Spinoza Note 45: 神の技を認識する知性

前項でみた「神の能力」に関する定理36から34と「産出の必然性」に関する定理33と32は宇宙における人間の位置を定めるものであった。神は物事を生成・展開する能力であり、その出来事のなかに我々がいる。あるいは我々が出来事である。すべてが整然とした秩序の下に働いており、神から与えられた知性をただしく行使すれば、為すべきことが解り、天命を生き切れる。

定理31と30は知性(の役割)に関する言明である。前項で意志が知性の様態であることを説明するとき定理31に言及した。知性は所産的自然である、有限でも無限でも、という話だった。「P29注 所産的自然とは、神のもろもろの属性の様態すべてである。」

知性 定理31と30

属性・思惟の様態である知性が何を認識できるか。定理30によれば、「諸属性と変様」である。ということは暗に実体を認識できないとしている。知性が様態であり、それが認識できるものが諸属性と様態だということをどのように理解したらよいのか。

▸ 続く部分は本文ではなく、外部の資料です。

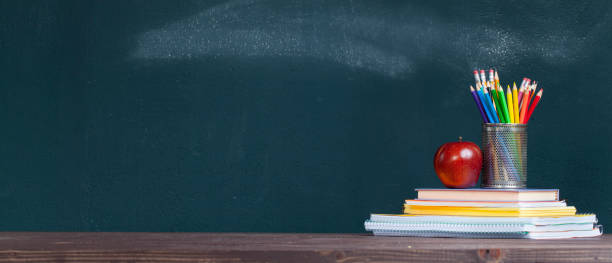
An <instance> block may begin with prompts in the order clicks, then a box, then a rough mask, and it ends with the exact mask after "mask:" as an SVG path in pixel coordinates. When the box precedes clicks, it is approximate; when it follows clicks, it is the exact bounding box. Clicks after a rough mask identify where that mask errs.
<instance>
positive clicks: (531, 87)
mask: <svg viewBox="0 0 612 263" xmlns="http://www.w3.org/2000/svg"><path fill="white" fill-rule="evenodd" d="M537 88H538V83H536V82H535V81H534V82H533V85H531V92H529V104H532V103H533V97H534V95H535V90H536V89H537Z"/></svg>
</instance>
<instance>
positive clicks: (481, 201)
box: [406, 200, 567, 208]
mask: <svg viewBox="0 0 612 263" xmlns="http://www.w3.org/2000/svg"><path fill="white" fill-rule="evenodd" d="M406 204H407V205H421V206H471V207H520V208H522V207H566V206H567V204H566V203H565V201H543V202H538V201H526V202H507V201H506V202H504V201H499V202H493V201H480V202H474V201H435V200H406Z"/></svg>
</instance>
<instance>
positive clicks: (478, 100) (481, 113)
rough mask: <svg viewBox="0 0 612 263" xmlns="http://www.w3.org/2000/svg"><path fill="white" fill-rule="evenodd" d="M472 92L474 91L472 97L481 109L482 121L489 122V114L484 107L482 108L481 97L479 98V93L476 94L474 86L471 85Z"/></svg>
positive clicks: (478, 110) (470, 90)
mask: <svg viewBox="0 0 612 263" xmlns="http://www.w3.org/2000/svg"><path fill="white" fill-rule="evenodd" d="M470 92H471V93H472V98H474V102H476V106H478V111H480V116H482V121H483V122H485V123H487V122H489V121H488V119H487V115H486V114H485V113H484V109H483V108H482V103H480V98H478V94H476V91H475V90H474V87H472V86H470Z"/></svg>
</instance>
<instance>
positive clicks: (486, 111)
mask: <svg viewBox="0 0 612 263" xmlns="http://www.w3.org/2000/svg"><path fill="white" fill-rule="evenodd" d="M476 94H478V98H479V99H480V103H481V104H482V109H483V110H484V112H485V114H486V116H487V122H490V123H492V122H494V121H493V117H492V116H491V110H489V106H488V104H487V102H486V101H485V97H484V94H483V93H482V90H481V89H480V87H476Z"/></svg>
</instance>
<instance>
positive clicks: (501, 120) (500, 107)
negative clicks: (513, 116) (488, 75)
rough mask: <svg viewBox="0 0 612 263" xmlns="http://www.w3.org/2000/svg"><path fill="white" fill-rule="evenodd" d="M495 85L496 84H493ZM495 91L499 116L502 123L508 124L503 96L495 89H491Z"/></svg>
mask: <svg viewBox="0 0 612 263" xmlns="http://www.w3.org/2000/svg"><path fill="white" fill-rule="evenodd" d="M493 85H495V84H493ZM491 89H492V90H493V97H494V98H495V109H497V115H499V120H500V122H501V123H508V121H507V120H506V115H505V114H504V105H503V104H502V101H501V98H500V97H501V94H499V90H497V88H495V87H491Z"/></svg>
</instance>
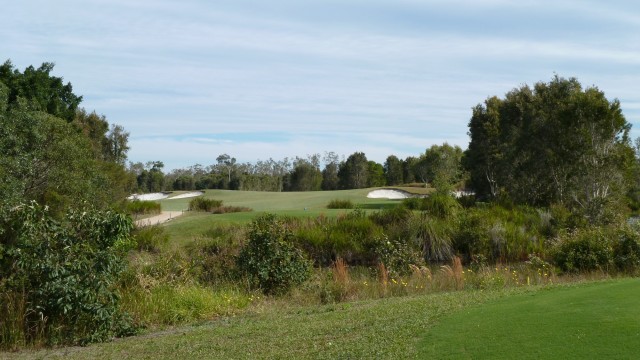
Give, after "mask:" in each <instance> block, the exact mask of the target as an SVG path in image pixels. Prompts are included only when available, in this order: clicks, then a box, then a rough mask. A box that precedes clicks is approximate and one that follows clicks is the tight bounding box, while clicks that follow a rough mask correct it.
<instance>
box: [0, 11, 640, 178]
mask: <svg viewBox="0 0 640 360" xmlns="http://www.w3.org/2000/svg"><path fill="white" fill-rule="evenodd" d="M8 59H10V60H11V61H12V63H13V64H14V66H15V67H16V68H18V69H20V70H21V71H22V70H24V68H26V67H27V66H29V65H34V66H36V67H37V66H39V65H40V64H42V63H43V62H53V63H55V64H56V65H55V68H54V71H53V75H55V76H60V77H63V78H64V81H65V82H70V83H71V84H72V85H73V89H74V93H76V94H78V95H82V96H83V102H82V104H81V106H82V107H84V108H85V109H86V110H88V111H94V110H95V111H96V112H97V113H98V114H103V115H105V116H106V118H107V120H108V121H109V122H110V123H112V124H119V125H122V126H124V128H125V129H126V131H128V132H129V133H130V137H129V145H130V147H131V149H130V150H129V161H132V162H143V163H144V162H147V161H156V160H159V161H163V162H164V164H165V170H171V169H176V168H183V167H188V166H191V165H194V164H201V165H203V166H207V165H210V164H214V163H215V162H216V160H215V159H216V157H217V156H218V155H220V154H223V153H227V154H229V155H231V156H233V157H235V158H236V159H237V160H238V161H239V162H255V161H257V160H267V159H269V158H273V159H275V160H281V159H283V158H285V157H289V158H293V157H296V156H299V157H306V155H307V154H314V153H320V154H324V153H325V152H328V151H333V152H336V153H338V154H340V155H343V156H348V155H350V154H352V153H353V152H356V151H361V152H364V153H365V154H366V156H367V158H368V159H369V160H374V161H377V162H380V163H383V162H384V161H385V159H386V158H387V156H389V155H396V156H398V157H400V158H405V157H407V156H419V155H420V154H422V153H424V151H425V150H426V149H427V148H428V147H430V146H431V145H434V144H442V143H444V142H447V143H449V144H452V145H459V146H460V147H462V148H463V149H465V148H466V147H467V145H468V142H469V137H468V135H467V130H468V129H467V124H468V122H469V119H470V117H471V109H472V108H473V107H474V106H476V105H477V104H479V103H482V102H483V101H484V100H485V99H487V98H488V97H490V96H499V97H504V95H505V94H506V93H507V92H509V91H510V90H512V89H514V88H518V87H521V86H523V85H525V84H527V85H533V84H535V83H536V82H539V81H543V82H549V81H550V80H551V79H552V78H553V77H554V76H555V75H558V76H561V77H566V78H569V77H576V78H577V79H578V80H579V81H580V82H581V83H582V85H583V86H585V87H591V86H596V87H598V88H599V89H600V90H602V91H603V92H604V93H605V95H606V97H607V98H608V99H610V100H613V99H618V100H619V101H620V102H621V105H622V110H623V113H624V115H625V117H626V119H627V121H629V122H630V123H631V124H632V125H633V128H632V132H631V135H632V137H633V138H635V137H638V136H640V91H639V90H640V2H637V1H616V0H612V1H589V0H584V1H583V0H580V1H577V0H576V1H569V0H555V1H547V0H540V1H532V0H513V1H508V0H441V1H438V0H394V1H391V0H388V1H382V0H325V1H319V0H318V1H316V0H270V1H250V0H216V1H214V0H179V1H178V0H173V1H170V0H153V1H150V0H84V1H79V0H75V1H71V0H56V1H51V0H21V1H7V2H5V3H4V4H3V5H2V11H1V12H0V61H2V62H4V61H5V60H8Z"/></svg>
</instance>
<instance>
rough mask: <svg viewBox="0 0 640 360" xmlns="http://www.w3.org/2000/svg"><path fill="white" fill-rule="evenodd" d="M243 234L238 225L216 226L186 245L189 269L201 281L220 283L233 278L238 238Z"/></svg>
mask: <svg viewBox="0 0 640 360" xmlns="http://www.w3.org/2000/svg"><path fill="white" fill-rule="evenodd" d="M244 235H245V231H244V229H243V228H241V227H240V225H227V226H217V227H215V228H211V229H210V230H208V231H207V232H206V233H205V234H204V236H203V237H202V238H199V239H196V240H195V241H193V242H191V243H189V244H188V245H187V248H186V250H187V253H188V256H189V258H190V259H191V269H192V270H191V271H192V272H193V273H194V275H195V276H196V277H197V278H198V280H199V281H200V282H201V283H204V284H211V285H221V284H225V283H227V282H230V281H231V280H234V279H233V275H234V272H235V270H236V258H237V257H238V254H239V253H240V242H241V239H240V238H242V237H244Z"/></svg>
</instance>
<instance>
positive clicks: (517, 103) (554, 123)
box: [465, 76, 633, 224]
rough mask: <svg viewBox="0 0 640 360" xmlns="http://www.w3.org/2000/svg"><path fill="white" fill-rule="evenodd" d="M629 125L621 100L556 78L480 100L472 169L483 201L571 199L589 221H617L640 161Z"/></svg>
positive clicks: (547, 201)
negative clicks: (504, 97) (633, 166)
mask: <svg viewBox="0 0 640 360" xmlns="http://www.w3.org/2000/svg"><path fill="white" fill-rule="evenodd" d="M630 127H631V125H630V124H629V123H628V122H627V121H626V119H625V118H624V116H623V114H622V111H621V108H620V103H619V102H618V101H617V100H613V101H609V100H607V99H606V98H605V96H604V93H603V92H601V91H600V90H598V89H597V88H595V87H594V88H586V89H583V88H582V86H581V85H580V83H579V82H578V81H577V80H576V79H574V78H571V79H564V78H561V77H558V76H556V77H554V78H553V79H552V80H551V81H550V82H549V83H542V82H539V83H536V84H535V85H534V87H533V88H530V87H528V86H523V87H521V88H518V89H514V90H513V91H511V92H509V93H508V94H506V96H505V98H504V99H499V98H497V97H492V98H489V99H487V100H486V101H485V103H484V104H483V105H478V106H477V107H476V108H475V109H474V110H473V115H472V117H471V120H470V121H469V133H470V135H471V142H470V143H469V148H468V150H467V152H466V154H465V166H466V168H467V169H468V170H469V172H470V179H471V183H472V186H473V188H474V189H475V191H476V193H477V194H478V196H480V197H481V198H483V199H486V198H492V199H499V198H503V199H509V200H511V201H513V202H514V203H516V204H528V205H533V206H549V205H551V204H554V203H564V204H567V205H568V206H569V209H570V210H571V211H572V212H574V213H576V214H579V215H580V216H583V217H585V218H586V220H587V222H588V223H589V224H610V223H612V222H613V221H615V219H616V214H619V213H620V210H621V207H622V206H623V205H624V202H623V196H624V195H625V194H626V193H627V191H626V188H627V177H628V174H629V169H630V168H631V167H632V166H633V149H632V148H631V146H630V143H629V137H628V134H629V130H630Z"/></svg>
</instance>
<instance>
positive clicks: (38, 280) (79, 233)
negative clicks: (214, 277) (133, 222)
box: [0, 203, 134, 347]
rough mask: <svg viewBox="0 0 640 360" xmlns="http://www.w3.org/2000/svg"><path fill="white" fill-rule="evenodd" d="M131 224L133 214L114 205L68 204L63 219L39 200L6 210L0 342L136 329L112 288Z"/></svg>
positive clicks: (82, 343)
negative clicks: (83, 209) (118, 209)
mask: <svg viewBox="0 0 640 360" xmlns="http://www.w3.org/2000/svg"><path fill="white" fill-rule="evenodd" d="M132 227H133V225H132V222H131V219H130V218H129V217H128V216H126V215H123V214H117V213H114V212H112V211H96V210H86V211H69V212H68V213H67V214H66V217H65V218H64V220H62V221H57V220H54V219H53V218H52V217H51V215H50V214H49V213H48V211H47V209H46V208H43V207H41V206H39V205H37V204H36V203H31V204H29V205H21V206H19V207H16V208H14V209H12V210H8V211H3V212H2V213H1V214H0V236H1V239H2V242H1V243H0V279H2V282H0V294H3V299H2V300H3V301H2V302H0V328H1V329H0V334H2V337H3V338H2V339H1V340H2V341H1V342H0V344H2V345H1V346H3V347H9V346H14V345H25V344H35V343H37V342H40V341H43V342H44V343H46V344H49V345H54V344H86V343H90V342H96V341H104V340H107V339H110V338H111V337H113V336H120V335H127V334H131V333H132V332H133V331H134V328H133V326H132V322H131V320H130V318H128V317H127V315H126V314H123V313H122V312H121V311H120V308H119V296H118V294H117V293H116V292H115V290H114V289H115V284H116V282H117V281H118V280H119V277H120V274H121V272H122V270H123V269H124V266H125V263H124V260H123V259H124V253H125V251H127V250H128V249H129V248H130V247H132V246H133V245H132V244H133V242H132V241H131V239H130V236H129V234H130V231H131V229H132ZM5 300H11V301H10V302H5ZM5 319H6V320H5ZM7 320H9V321H7ZM16 320H17V321H16Z"/></svg>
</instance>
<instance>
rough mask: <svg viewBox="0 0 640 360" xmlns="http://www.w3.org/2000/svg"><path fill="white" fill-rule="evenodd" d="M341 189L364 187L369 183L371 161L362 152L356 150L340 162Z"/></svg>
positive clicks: (351, 188) (339, 180)
mask: <svg viewBox="0 0 640 360" xmlns="http://www.w3.org/2000/svg"><path fill="white" fill-rule="evenodd" d="M338 179H339V187H340V189H362V188H365V187H367V184H368V183H369V161H368V160H367V156H366V155H365V154H364V153H362V152H355V153H353V154H351V155H349V157H348V158H347V160H346V161H344V162H342V163H341V164H340V168H339V169H338Z"/></svg>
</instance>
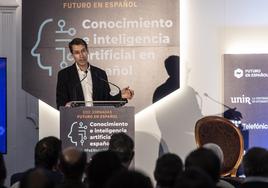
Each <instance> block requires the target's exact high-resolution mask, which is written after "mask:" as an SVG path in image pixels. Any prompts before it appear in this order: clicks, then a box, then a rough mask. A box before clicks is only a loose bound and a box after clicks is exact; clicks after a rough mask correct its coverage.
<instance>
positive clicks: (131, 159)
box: [109, 132, 134, 168]
mask: <svg viewBox="0 0 268 188" xmlns="http://www.w3.org/2000/svg"><path fill="white" fill-rule="evenodd" d="M109 150H111V151H114V152H116V154H117V155H118V157H119V159H120V160H121V162H122V164H123V165H124V166H125V167H127V168H128V167H129V165H130V163H131V160H132V159H133V156H134V142H133V140H132V138H130V137H129V136H128V135H127V134H125V133H123V132H121V133H115V134H113V135H112V137H111V139H110V143H109Z"/></svg>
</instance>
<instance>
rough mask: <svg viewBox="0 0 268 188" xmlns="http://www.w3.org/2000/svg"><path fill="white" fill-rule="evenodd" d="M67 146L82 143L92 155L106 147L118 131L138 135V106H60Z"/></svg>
mask: <svg viewBox="0 0 268 188" xmlns="http://www.w3.org/2000/svg"><path fill="white" fill-rule="evenodd" d="M60 112H61V113H60V138H61V140H62V142H63V143H62V144H63V148H66V147H69V146H73V147H78V148H80V149H82V150H84V151H86V152H87V153H88V156H89V157H90V156H92V155H93V154H94V153H96V152H98V151H101V150H106V149H107V148H108V147H109V140H110V138H111V135H112V134H114V133H119V132H124V133H126V134H128V135H129V136H130V137H132V139H134V107H121V108H115V107H102V106H101V107H100V106H99V107H76V108H61V109H60Z"/></svg>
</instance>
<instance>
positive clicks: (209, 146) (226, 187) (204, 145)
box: [202, 143, 238, 188]
mask: <svg viewBox="0 0 268 188" xmlns="http://www.w3.org/2000/svg"><path fill="white" fill-rule="evenodd" d="M202 147H203V148H206V149H209V150H211V151H212V152H213V153H214V154H215V155H216V156H217V157H218V158H219V160H220V166H221V167H222V166H223V162H224V155H223V151H222V149H221V148H220V146H218V145H217V144H214V143H207V144H204V145H203V146H202ZM229 181H230V180H229ZM229 181H227V179H221V178H220V179H219V181H218V182H217V187H222V188H234V187H235V186H234V184H232V183H230V182H229ZM237 183H238V181H237Z"/></svg>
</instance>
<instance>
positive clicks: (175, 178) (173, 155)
mask: <svg viewBox="0 0 268 188" xmlns="http://www.w3.org/2000/svg"><path fill="white" fill-rule="evenodd" d="M182 167H183V164H182V160H181V158H180V157H179V156H178V155H176V154H173V153H166V154H164V155H162V156H161V157H159V158H158V159H157V161H156V166H155V170H154V178H155V180H156V181H157V184H158V185H160V186H164V187H165V186H168V187H172V186H173V184H174V182H175V179H176V177H177V176H178V175H179V174H180V173H181V172H182Z"/></svg>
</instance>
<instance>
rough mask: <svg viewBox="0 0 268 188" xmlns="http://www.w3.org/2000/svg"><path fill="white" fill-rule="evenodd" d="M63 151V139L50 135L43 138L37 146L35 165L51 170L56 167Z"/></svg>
mask: <svg viewBox="0 0 268 188" xmlns="http://www.w3.org/2000/svg"><path fill="white" fill-rule="evenodd" d="M60 153H61V141H60V140H59V139H58V138H56V137H54V136H49V137H45V138H43V139H41V140H40V141H39V142H38V143H37V144H36V146H35V156H34V158H35V166H36V167H42V168H46V169H49V170H52V169H53V168H55V166H56V165H57V163H58V159H59V156H60Z"/></svg>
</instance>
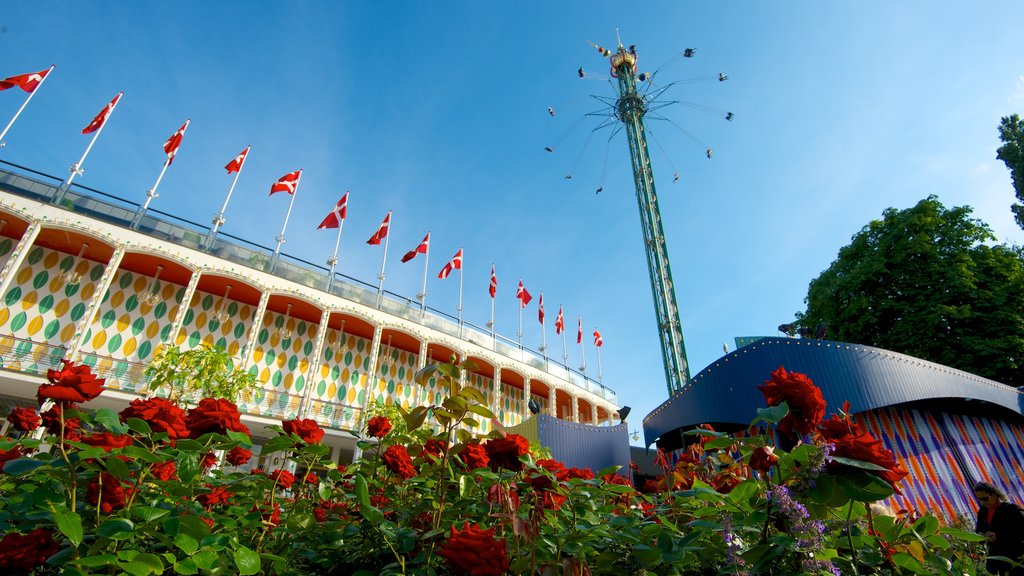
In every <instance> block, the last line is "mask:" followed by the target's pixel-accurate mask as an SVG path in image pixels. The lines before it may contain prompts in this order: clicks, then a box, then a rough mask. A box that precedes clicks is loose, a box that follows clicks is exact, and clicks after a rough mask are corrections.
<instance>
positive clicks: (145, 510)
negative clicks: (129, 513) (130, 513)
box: [131, 506, 171, 523]
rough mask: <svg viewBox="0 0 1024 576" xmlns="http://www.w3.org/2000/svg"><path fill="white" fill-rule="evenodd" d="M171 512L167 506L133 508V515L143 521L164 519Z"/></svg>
mask: <svg viewBox="0 0 1024 576" xmlns="http://www.w3.org/2000/svg"><path fill="white" fill-rule="evenodd" d="M170 512H171V510H168V509H166V508H155V507H153V506H135V507H133V508H132V509H131V513H132V516H134V517H135V518H137V519H139V520H141V521H142V522H143V523H147V522H153V521H155V520H159V519H162V518H164V517H165V516H167V515H169V513H170Z"/></svg>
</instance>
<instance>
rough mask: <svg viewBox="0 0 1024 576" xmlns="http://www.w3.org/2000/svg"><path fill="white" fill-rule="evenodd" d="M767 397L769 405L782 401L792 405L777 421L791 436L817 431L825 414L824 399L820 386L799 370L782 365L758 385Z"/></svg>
mask: <svg viewBox="0 0 1024 576" xmlns="http://www.w3.org/2000/svg"><path fill="white" fill-rule="evenodd" d="M758 388H759V389H760V390H761V394H763V395H764V397H765V402H767V403H768V406H776V405H778V404H781V403H783V402H785V403H786V405H788V406H790V413H788V414H786V415H785V417H784V418H782V420H781V421H779V423H778V431H779V433H781V434H783V435H786V436H792V435H793V434H794V433H797V434H800V435H805V434H811V433H812V431H814V428H815V426H817V425H818V424H819V423H820V422H821V419H822V418H824V416H825V400H824V398H822V396H821V388H819V387H818V386H816V385H814V382H812V381H811V379H810V378H808V377H807V374H801V373H799V372H786V371H785V368H783V367H781V366H779V367H778V370H775V371H774V372H772V373H771V379H770V380H765V383H764V384H763V385H760V386H758Z"/></svg>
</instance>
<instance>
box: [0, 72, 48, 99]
mask: <svg viewBox="0 0 1024 576" xmlns="http://www.w3.org/2000/svg"><path fill="white" fill-rule="evenodd" d="M49 73H50V69H46V70H44V71H42V72H34V73H32V74H23V75H20V76H11V77H10V78H4V79H3V80H0V90H6V89H7V88H13V87H14V86H17V87H18V88H20V89H23V90H25V91H26V92H29V93H30V94H31V93H32V92H34V91H35V90H36V88H38V87H39V84H40V83H41V82H42V81H43V78H46V75H47V74H49Z"/></svg>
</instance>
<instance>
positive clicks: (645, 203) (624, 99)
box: [605, 44, 690, 396]
mask: <svg viewBox="0 0 1024 576" xmlns="http://www.w3.org/2000/svg"><path fill="white" fill-rule="evenodd" d="M605 55H608V59H609V60H610V61H611V76H612V77H614V78H616V79H617V80H618V100H617V101H616V102H615V106H614V108H615V111H614V113H615V116H616V118H617V119H618V120H620V121H621V122H622V123H623V124H624V125H625V126H626V136H627V139H628V140H629V143H630V158H631V159H632V161H633V183H634V184H635V187H636V191H637V204H638V205H639V207H640V223H641V228H642V229H643V242H644V251H645V252H646V253H647V271H648V273H649V274H650V287H651V291H652V292H653V295H654V312H655V314H656V315H657V330H658V336H659V337H660V341H662V358H663V359H664V361H665V376H666V380H667V383H668V386H669V395H670V396H672V395H674V394H676V393H678V392H679V390H681V389H683V386H685V385H686V384H687V383H688V382H689V380H690V367H689V364H688V363H687V362H686V346H685V344H684V343H683V330H682V326H681V324H680V322H679V306H678V305H677V304H676V292H675V288H674V286H673V282H672V268H671V266H670V265H669V251H668V247H667V246H666V244H665V233H664V232H663V230H662V212H660V210H659V209H658V207H657V194H656V192H655V191H654V176H653V173H652V172H651V168H650V156H649V155H648V154H647V136H646V134H645V131H644V123H643V117H644V115H645V114H646V112H647V100H646V99H644V96H642V95H640V94H639V93H638V92H637V55H636V52H635V51H634V50H633V48H632V47H631V48H630V49H627V48H624V47H623V45H622V44H620V45H618V48H617V49H616V50H615V51H614V52H610V55H609V52H608V51H605Z"/></svg>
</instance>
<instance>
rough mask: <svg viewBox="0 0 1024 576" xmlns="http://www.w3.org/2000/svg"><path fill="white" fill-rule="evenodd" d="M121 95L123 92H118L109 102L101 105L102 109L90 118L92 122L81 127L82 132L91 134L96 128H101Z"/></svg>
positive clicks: (87, 133) (102, 126) (122, 95)
mask: <svg viewBox="0 0 1024 576" xmlns="http://www.w3.org/2000/svg"><path fill="white" fill-rule="evenodd" d="M123 95H124V92H118V95H116V96H114V99H113V100H111V104H109V105H106V106H105V107H103V110H100V111H99V114H97V115H96V117H95V118H93V119H92V122H89V125H88V126H86V127H85V128H82V133H83V134H91V133H93V132H95V131H96V130H98V129H100V128H102V127H103V123H105V122H106V119H108V118H110V116H111V113H112V112H114V107H116V106H118V101H119V100H120V99H121V96H123Z"/></svg>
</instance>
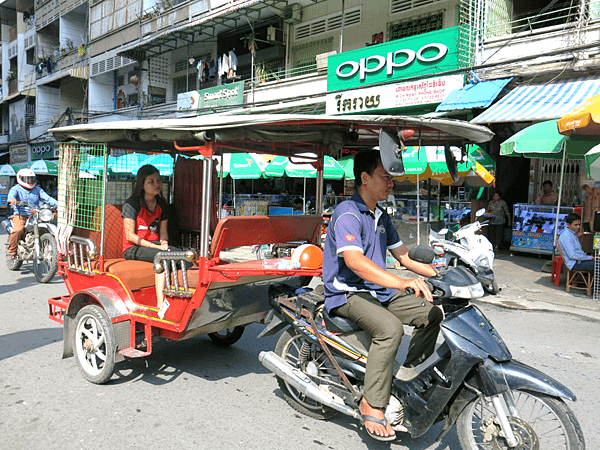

このあたり、なぜそうなっているのかという説明がない。定理30の証明は知性が属性・様態を認識できる原理を説明している。しかし、何のために認識するのかという目的が欠けている。なぜ無知であってはいけないのか。

知性は属性である思惟から生じた様態である。元は神から発している。神が知性を作り出し、人間に付与した。「様態を知れ」とは、他の人間知性を知れということでもある。大自然を隅々まで調べよという意味でもある。なぜ神がそれを欲するのだろうか。

Spinoza は答えないが、イスラム神秘主義によれば「神が自分自身を知ること」だからだ。創造の核にある神は、様態という末端で起きていることを関知しない。我々から神がみえないように、神から我々が見えない。象や熊、森が見えない。しかし神がすべてを知りたがるので、我々が神を助ける。我々は神から知性を授かっているから、我々が知ることは神の(持つ)知識となる。我々人間が他のもの(様態)を知るよう努力するのは、全てを知りたいという神の欲求に応えるためだ。

無知は罪である。なぜなら、神から命を与えられながら神の期待に応えない。天命を知らないから、運命を全うしない。そうして世の中を乱す。清いものを穢す。ほかの者を惑わし、混乱させ、道を踏み外させる。おそらくそんなことを Spinoza は考えていたのではないか。政治を論じるところで何か書いているだろう、いずれ確認する。